BACKGROUND: Anthracycline-induced cardiomyopathy (AIC) may be irreversible with a poor prognosis, disproportionately affecting women and young adults. Administration of allogeneic bone marrow-derived mesenchymal stromal cells (allo-MSCs) is a promising approach to heart failure (HF) treatment. OBJECTIVES: SENECA (Stem Cell Injection in Cancer Survivors) was a phase 1 study of allo-MSCs in AIC. METHODS: Cancer survivors with chronic AIC (mean age 56.6 years; 68% women; NT-proBNP 1,426 pg/ml; 6 enrolled in an open-label, lead-in phase and 31 subjects randomized 1:1) received 1 × 108 allo-MSCs or vehicle transendocardially. Primary objectives were safety and feasibility. Secondary efficacy measures included cardiac function and structure measured by cardiac magnetic resonance imaging (CMR), functional capacity, quality of life (Minnesota Living with Heart Failure Questionnaire), and biomarkers. RESULTS: A total of 97% of subjects underwent successful study product injections; all allo-MSC-assigned subjects received the target dose of cells. Follow-up visits were well-attended (92%) with successful collection of endpoints in 94% at the 1-year visit.

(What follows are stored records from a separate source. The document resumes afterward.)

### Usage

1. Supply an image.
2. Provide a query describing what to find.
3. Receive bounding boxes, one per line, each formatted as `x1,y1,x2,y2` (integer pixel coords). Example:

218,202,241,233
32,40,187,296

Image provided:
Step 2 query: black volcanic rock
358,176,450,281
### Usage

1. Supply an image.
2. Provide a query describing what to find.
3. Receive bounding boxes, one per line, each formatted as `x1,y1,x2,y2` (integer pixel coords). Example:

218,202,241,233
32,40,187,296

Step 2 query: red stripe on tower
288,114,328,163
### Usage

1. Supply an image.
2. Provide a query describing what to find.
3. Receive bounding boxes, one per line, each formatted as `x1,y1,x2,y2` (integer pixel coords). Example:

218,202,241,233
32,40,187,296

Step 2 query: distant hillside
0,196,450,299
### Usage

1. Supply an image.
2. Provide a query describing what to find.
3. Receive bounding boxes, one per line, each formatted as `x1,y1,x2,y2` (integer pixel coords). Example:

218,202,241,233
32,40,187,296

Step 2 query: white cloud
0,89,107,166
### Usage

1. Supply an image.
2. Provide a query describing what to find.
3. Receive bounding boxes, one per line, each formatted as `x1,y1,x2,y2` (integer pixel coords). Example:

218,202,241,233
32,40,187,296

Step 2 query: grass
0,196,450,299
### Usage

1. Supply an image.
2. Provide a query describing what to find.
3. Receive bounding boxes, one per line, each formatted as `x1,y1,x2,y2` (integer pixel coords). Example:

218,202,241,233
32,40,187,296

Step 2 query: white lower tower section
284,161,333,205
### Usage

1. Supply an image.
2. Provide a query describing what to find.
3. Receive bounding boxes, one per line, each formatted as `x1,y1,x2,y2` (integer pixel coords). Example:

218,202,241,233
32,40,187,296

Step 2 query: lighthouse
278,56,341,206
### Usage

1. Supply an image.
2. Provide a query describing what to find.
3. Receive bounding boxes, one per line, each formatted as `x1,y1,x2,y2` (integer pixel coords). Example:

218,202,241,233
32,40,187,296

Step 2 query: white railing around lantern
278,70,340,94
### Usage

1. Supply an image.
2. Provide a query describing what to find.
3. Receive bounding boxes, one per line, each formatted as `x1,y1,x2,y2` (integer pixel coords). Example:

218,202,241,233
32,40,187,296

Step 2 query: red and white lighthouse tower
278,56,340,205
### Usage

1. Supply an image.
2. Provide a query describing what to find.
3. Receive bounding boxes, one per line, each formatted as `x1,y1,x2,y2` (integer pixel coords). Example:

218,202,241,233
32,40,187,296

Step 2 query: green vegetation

Although 58% of subjects had non-CMR compatible devices, CMR endpoints were successfully collected in 84% of subjects imaged at 1 year. No new tumors were reported. There were no significant differences between allo-MSC and vehicle groups with regard to clinical outcomes. Secondary measures included 6-min walk test (p = 0.056) and Minnesota Living with Heart Failure Questionnaire score (p = 0.048), which tended to favor the allo-MSC group. CONCLUSIONS: In this first-in-human study of cell therapy in patients with AIC, transendocardial administration of allo-MSCs appears safe and feasible, and CMR was successfully performed in the majority of the HF patients with devices. This study lays the groundwork for phase 2 trials aimed at assessing efficacy of cell therapy in patients with AIC.